Joint cumulative distribution of independent random variables X,Y,Z are non negative random variables  which are independent and uniformly distributed in [0,1] and let $\alpha$ be a given number in [0.1]. Now how to compute $\text{Pr}(X+Y+Z>\alpha \;\;\; \& \;\;\; X+Y\leq \alpha)?$
Answer:- Now how to use here step function,laplace transform, inverse laplace transform and convolution integral?
 A: Integrate the density over the region.  The density of each variable is the indicator of the interval $[0,1]$, $\mathcal{I}_{[0,1]},$ and the independence assumption implies the multivariate density is the product of these indicators, whence
$$\Pr(X+Y\le\alpha \lt X+Y+Z) = \iiint_{x+y\le\alpha\le x+y+z} \mathcal{I}_{[0,1]}(x)\mathcal{I}_{[0,1]}(y)\mathcal{I}_{[0,1]}(z)\mathrm{d}x\mathrm{d}y\mathrm{d}z.$$
This is a routine exercise in multiple integration.

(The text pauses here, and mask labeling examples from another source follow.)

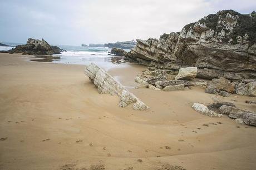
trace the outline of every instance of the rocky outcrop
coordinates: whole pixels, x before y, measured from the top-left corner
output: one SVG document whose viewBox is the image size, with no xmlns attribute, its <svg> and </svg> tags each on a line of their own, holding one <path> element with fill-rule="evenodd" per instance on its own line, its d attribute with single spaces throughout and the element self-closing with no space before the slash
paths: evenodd
<svg viewBox="0 0 256 170">
<path fill-rule="evenodd" d="M 91 63 L 85 69 L 85 73 L 98 88 L 100 93 L 107 93 L 120 97 L 120 107 L 125 107 L 134 103 L 135 110 L 145 110 L 149 108 L 134 94 L 130 93 L 124 86 L 116 81 L 111 76 L 97 65 Z"/>
<path fill-rule="evenodd" d="M 175 79 L 191 80 L 196 76 L 198 68 L 196 67 L 181 68 L 179 73 L 174 78 Z"/>
<path fill-rule="evenodd" d="M 61 49 L 57 46 L 51 46 L 43 39 L 42 40 L 28 38 L 24 45 L 17 46 L 14 48 L 8 51 L 0 51 L 0 52 L 9 53 L 22 53 L 28 55 L 52 55 L 60 54 Z"/>
<path fill-rule="evenodd" d="M 196 67 L 197 77 L 256 78 L 256 16 L 225 10 L 159 39 L 137 39 L 125 59 L 168 70 Z"/>
<path fill-rule="evenodd" d="M 127 52 L 124 49 L 117 48 L 112 48 L 111 51 L 110 52 L 110 54 L 120 57 L 125 56 L 126 53 Z"/>
<path fill-rule="evenodd" d="M 2 44 L 2 43 L 0 43 L 0 46 L 3 46 L 3 47 L 12 47 L 11 46 L 6 45 L 6 44 Z"/>
<path fill-rule="evenodd" d="M 194 108 L 196 112 L 208 116 L 218 117 L 220 117 L 222 116 L 222 114 L 218 114 L 213 111 L 210 110 L 206 106 L 203 104 L 195 103 L 192 106 L 192 108 Z"/>
<path fill-rule="evenodd" d="M 178 84 L 174 86 L 167 86 L 163 89 L 164 91 L 170 92 L 174 91 L 183 91 L 184 89 L 184 84 Z"/>
</svg>

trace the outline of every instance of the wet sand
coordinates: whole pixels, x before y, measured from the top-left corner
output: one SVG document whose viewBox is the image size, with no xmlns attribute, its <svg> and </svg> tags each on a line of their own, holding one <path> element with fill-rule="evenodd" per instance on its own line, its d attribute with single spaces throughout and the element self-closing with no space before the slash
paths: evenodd
<svg viewBox="0 0 256 170">
<path fill-rule="evenodd" d="M 136 111 L 119 107 L 117 97 L 99 94 L 84 66 L 28 61 L 30 57 L 0 53 L 0 169 L 256 167 L 256 127 L 194 111 L 193 103 L 211 103 L 216 96 L 203 88 L 133 89 L 144 67 L 110 69 L 150 107 Z M 245 103 L 255 97 L 217 97 L 256 110 L 256 104 Z"/>
</svg>

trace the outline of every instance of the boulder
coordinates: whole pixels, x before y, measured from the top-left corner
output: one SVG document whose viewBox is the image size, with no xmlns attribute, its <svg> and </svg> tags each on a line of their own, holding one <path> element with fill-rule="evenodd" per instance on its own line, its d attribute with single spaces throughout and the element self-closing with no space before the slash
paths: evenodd
<svg viewBox="0 0 256 170">
<path fill-rule="evenodd" d="M 120 97 L 120 102 L 119 103 L 120 107 L 125 107 L 134 103 L 134 109 L 145 110 L 149 108 L 147 106 L 130 93 L 107 72 L 94 63 L 86 66 L 85 73 L 97 86 L 100 93 L 107 93 Z"/>
<path fill-rule="evenodd" d="M 235 122 L 239 124 L 244 124 L 244 121 L 242 118 L 237 118 L 235 119 Z"/>
<path fill-rule="evenodd" d="M 57 46 L 50 46 L 43 39 L 42 40 L 28 38 L 24 45 L 17 46 L 12 49 L 0 51 L 0 52 L 10 53 L 22 53 L 28 55 L 50 55 L 60 54 L 62 50 Z"/>
<path fill-rule="evenodd" d="M 233 119 L 242 118 L 244 113 L 250 112 L 230 106 L 223 105 L 219 108 L 219 112 L 221 114 L 227 114 Z"/>
<path fill-rule="evenodd" d="M 122 49 L 121 48 L 113 48 L 111 49 L 111 51 L 110 53 L 111 54 L 115 54 L 117 56 L 125 56 L 126 54 L 126 52 Z"/>
<path fill-rule="evenodd" d="M 235 92 L 234 86 L 229 81 L 223 77 L 213 79 L 210 84 L 216 89 L 224 91 L 230 93 Z"/>
<path fill-rule="evenodd" d="M 192 108 L 194 108 L 196 112 L 208 116 L 218 117 L 220 117 L 222 116 L 222 114 L 218 114 L 213 111 L 210 110 L 206 106 L 203 104 L 195 103 L 192 106 Z"/>
<path fill-rule="evenodd" d="M 215 88 L 213 85 L 209 86 L 205 91 L 206 93 L 217 94 L 219 90 Z"/>
<path fill-rule="evenodd" d="M 245 113 L 243 116 L 243 119 L 246 124 L 256 126 L 256 114 Z"/>
<path fill-rule="evenodd" d="M 167 86 L 163 89 L 164 91 L 183 91 L 184 89 L 184 84 L 178 84 L 174 86 Z"/>
<path fill-rule="evenodd" d="M 197 73 L 196 67 L 181 68 L 179 70 L 179 73 L 174 78 L 176 80 L 191 80 L 196 76 Z"/>
</svg>

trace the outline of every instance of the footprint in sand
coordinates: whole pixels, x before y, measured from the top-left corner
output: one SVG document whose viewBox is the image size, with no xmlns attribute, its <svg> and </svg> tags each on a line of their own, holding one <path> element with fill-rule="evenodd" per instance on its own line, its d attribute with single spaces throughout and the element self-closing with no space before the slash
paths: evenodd
<svg viewBox="0 0 256 170">
<path fill-rule="evenodd" d="M 168 146 L 166 146 L 165 147 L 165 149 L 171 149 L 171 148 Z"/>
<path fill-rule="evenodd" d="M 51 140 L 51 139 L 49 139 L 49 138 L 47 138 L 47 139 L 43 139 L 43 140 L 42 140 L 42 142 L 45 142 L 45 141 L 50 141 L 50 140 Z"/>
<path fill-rule="evenodd" d="M 6 140 L 7 139 L 7 137 L 2 138 L 0 139 L 0 141 L 3 141 Z"/>
</svg>

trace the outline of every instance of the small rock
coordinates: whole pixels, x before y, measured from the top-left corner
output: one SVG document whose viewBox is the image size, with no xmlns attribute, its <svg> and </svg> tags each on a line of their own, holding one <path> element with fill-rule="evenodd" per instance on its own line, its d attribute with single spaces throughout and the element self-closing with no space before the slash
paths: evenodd
<svg viewBox="0 0 256 170">
<path fill-rule="evenodd" d="M 164 91 L 183 91 L 184 89 L 184 84 L 178 84 L 175 86 L 168 86 L 164 88 Z"/>
<path fill-rule="evenodd" d="M 197 67 L 181 68 L 179 70 L 179 73 L 174 78 L 175 80 L 191 80 L 194 79 L 198 73 Z"/>
</svg>

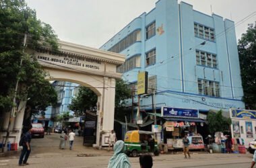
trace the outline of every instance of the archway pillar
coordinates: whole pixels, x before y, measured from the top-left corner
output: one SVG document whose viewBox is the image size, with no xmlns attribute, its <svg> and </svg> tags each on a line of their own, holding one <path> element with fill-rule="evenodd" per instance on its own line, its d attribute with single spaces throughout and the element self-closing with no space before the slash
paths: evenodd
<svg viewBox="0 0 256 168">
<path fill-rule="evenodd" d="M 104 77 L 102 95 L 98 110 L 97 146 L 108 146 L 109 132 L 114 129 L 115 79 Z"/>
</svg>

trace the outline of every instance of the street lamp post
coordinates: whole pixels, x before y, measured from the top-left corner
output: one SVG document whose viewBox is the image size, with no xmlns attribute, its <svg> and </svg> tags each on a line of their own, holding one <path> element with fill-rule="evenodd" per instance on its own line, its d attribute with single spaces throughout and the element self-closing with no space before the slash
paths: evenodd
<svg viewBox="0 0 256 168">
<path fill-rule="evenodd" d="M 25 33 L 24 33 L 24 42 L 23 42 L 23 50 L 22 50 L 22 54 L 24 55 L 24 52 L 25 52 L 25 48 L 26 48 L 26 42 L 27 42 L 27 36 L 28 36 L 28 28 L 26 28 L 27 27 L 27 20 L 28 20 L 28 13 L 26 13 L 26 11 L 24 11 L 24 17 L 25 17 L 25 24 L 26 24 L 26 30 L 25 30 Z M 20 59 L 20 68 L 22 67 L 22 61 L 23 61 L 23 58 L 22 58 L 22 56 Z M 18 87 L 19 86 L 19 82 L 20 82 L 20 79 L 18 77 L 17 79 L 17 81 L 16 81 L 16 85 L 15 85 L 15 92 L 14 92 L 14 97 L 13 97 L 13 107 L 11 108 L 11 113 L 10 113 L 10 116 L 9 118 L 9 124 L 8 124 L 8 127 L 7 127 L 7 132 L 6 132 L 6 136 L 5 136 L 5 143 L 3 144 L 3 148 L 2 148 L 2 152 L 3 153 L 4 151 L 4 149 L 5 147 L 6 146 L 6 143 L 8 140 L 8 138 L 9 138 L 9 129 L 10 129 L 10 127 L 11 127 L 11 122 L 12 122 L 12 120 L 13 120 L 13 118 L 14 117 L 15 117 L 15 115 L 16 115 L 16 97 L 17 97 L 17 92 L 18 92 Z"/>
</svg>

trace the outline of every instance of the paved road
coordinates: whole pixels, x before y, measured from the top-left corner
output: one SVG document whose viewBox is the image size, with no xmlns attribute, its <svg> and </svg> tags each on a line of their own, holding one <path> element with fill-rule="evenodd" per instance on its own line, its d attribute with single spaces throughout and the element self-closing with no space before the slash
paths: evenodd
<svg viewBox="0 0 256 168">
<path fill-rule="evenodd" d="M 46 135 L 44 138 L 33 138 L 32 151 L 28 160 L 30 165 L 26 167 L 107 167 L 108 160 L 113 153 L 112 151 L 85 147 L 81 145 L 81 137 L 75 137 L 73 150 L 61 150 L 59 149 L 59 134 L 51 134 Z M 252 157 L 251 154 L 207 154 L 192 152 L 191 159 L 185 159 L 180 152 L 154 157 L 153 167 L 249 167 Z M 132 167 L 139 167 L 138 157 L 130 157 L 129 159 Z M 18 156 L 0 158 L 0 167 L 16 167 L 18 161 Z"/>
</svg>

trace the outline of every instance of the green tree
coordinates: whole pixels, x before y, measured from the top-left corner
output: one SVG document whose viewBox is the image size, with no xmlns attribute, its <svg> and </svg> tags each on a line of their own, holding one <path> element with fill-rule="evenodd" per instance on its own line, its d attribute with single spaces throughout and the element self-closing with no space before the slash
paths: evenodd
<svg viewBox="0 0 256 168">
<path fill-rule="evenodd" d="M 75 116 L 82 116 L 86 110 L 96 106 L 98 96 L 91 89 L 80 87 L 77 96 L 73 98 L 69 108 L 75 112 Z"/>
<path fill-rule="evenodd" d="M 231 119 L 224 118 L 222 116 L 222 110 L 218 111 L 217 113 L 209 112 L 207 115 L 207 122 L 209 132 L 212 135 L 216 132 L 230 130 Z"/>
<path fill-rule="evenodd" d="M 256 109 L 256 25 L 251 24 L 238 40 L 243 100 L 247 108 Z"/>
<path fill-rule="evenodd" d="M 24 0 L 1 0 L 0 9 L 0 112 L 10 111 L 15 106 L 12 99 L 18 80 L 19 87 L 25 89 L 18 93 L 18 103 L 30 97 L 30 112 L 38 113 L 56 103 L 57 95 L 36 59 L 24 52 L 24 33 L 30 49 L 45 45 L 57 50 L 57 37 L 49 24 L 36 18 L 36 11 L 26 7 Z"/>
</svg>

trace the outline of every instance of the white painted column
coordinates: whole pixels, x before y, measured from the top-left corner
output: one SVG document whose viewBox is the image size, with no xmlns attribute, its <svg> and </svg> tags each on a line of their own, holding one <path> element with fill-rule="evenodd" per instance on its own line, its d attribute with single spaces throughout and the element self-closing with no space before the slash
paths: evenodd
<svg viewBox="0 0 256 168">
<path fill-rule="evenodd" d="M 8 128 L 9 121 L 10 118 L 11 112 L 5 112 L 3 114 L 3 130 L 7 130 Z"/>
<path fill-rule="evenodd" d="M 111 130 L 114 128 L 115 79 L 109 79 L 108 88 L 105 90 L 104 107 L 103 114 L 103 130 Z"/>
<path fill-rule="evenodd" d="M 27 101 L 22 101 L 20 103 L 19 107 L 18 108 L 16 117 L 15 118 L 13 132 L 16 133 L 16 138 L 15 139 L 15 142 L 18 143 L 20 139 L 20 136 L 22 132 L 22 124 L 23 119 L 24 117 L 24 112 L 26 109 L 26 104 Z"/>
</svg>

There are many other methods to compute this integral (besides the ones found in multivariate Calculus textbooks, which typically rely on Fubini's Theorem to represent this as a sequence of three univariate integrals).  The four methods described at https://stats.stackexchange.com/a/43075/919 can all be applied.  I believe this responds to the various suggestions in the question about Laplace transforms, convolution integrals, and so on.  The details are messy, so I will forgo any presentation of them.
It will be much simpler, however, to recognize that since $\alpha\le 1,$ (a) the indicator functions limit the integration to a unit cube; (b) because the density is constant, the integral merely computes the  volume of the region of nonzero density (multiplied by the constant density value); (c) the inequality $x+y\le\alpha\le 1$ describes a right triangular prism of sides $\alpha,\alpha,1$ within that cube, whose volume therefore is $\alpha^2/2;$ and (d) from the prism a region defined by $x+y+z\le\alpha$ has been removed.  This region is a pyramid with vertex at the origin and adjacent sides of lengths $\alpha,\alpha,\alpha,$ as shown by the solid mesh portion of the figure:
 
Because the pyramid's volume is $\alpha^3/6$ and for $0\le\alpha\le 1$ the probability must be the difference between the two volumes, the solution is

$$\Pr(X+Y\le\alpha \lt X+Y+Z)= \alpha^2/2 - \alpha^3/6.$$


As a check, this plot compares the preceding function (graphed in red) with estimates of the probability based on a simulation (graphed in black, surrounded by three-standard-error bands in gray):

The formula and simulated values are so close that they are nearly indistinguishable.
This simulation was performed in R with these commands:
n <- 1e4
sim <- matrix(runif(3*n), nrow=3)
xyz <- colSums(sim)
xy <- xyz - sim[3,]

p <- sapply(alpha <- seq(0,1,length.out=41), function(a) {
  w <- xy <= a & a <= xyz
  c(mean(w), sd(w) / sqrt(n))
})

plot(alpha, p[1,], type="l", lwd=2, col="Black", ylab="Probability")
polygon(c(alpha, rev(alpha)), 
        c(p[1,]-3*p[2,], rev(p[1,]+3*p[2,])),
        col="#00000030", border=NA)
curve(x^2/2 - x^3/6, add=TRUE, lwd=2, col="Red")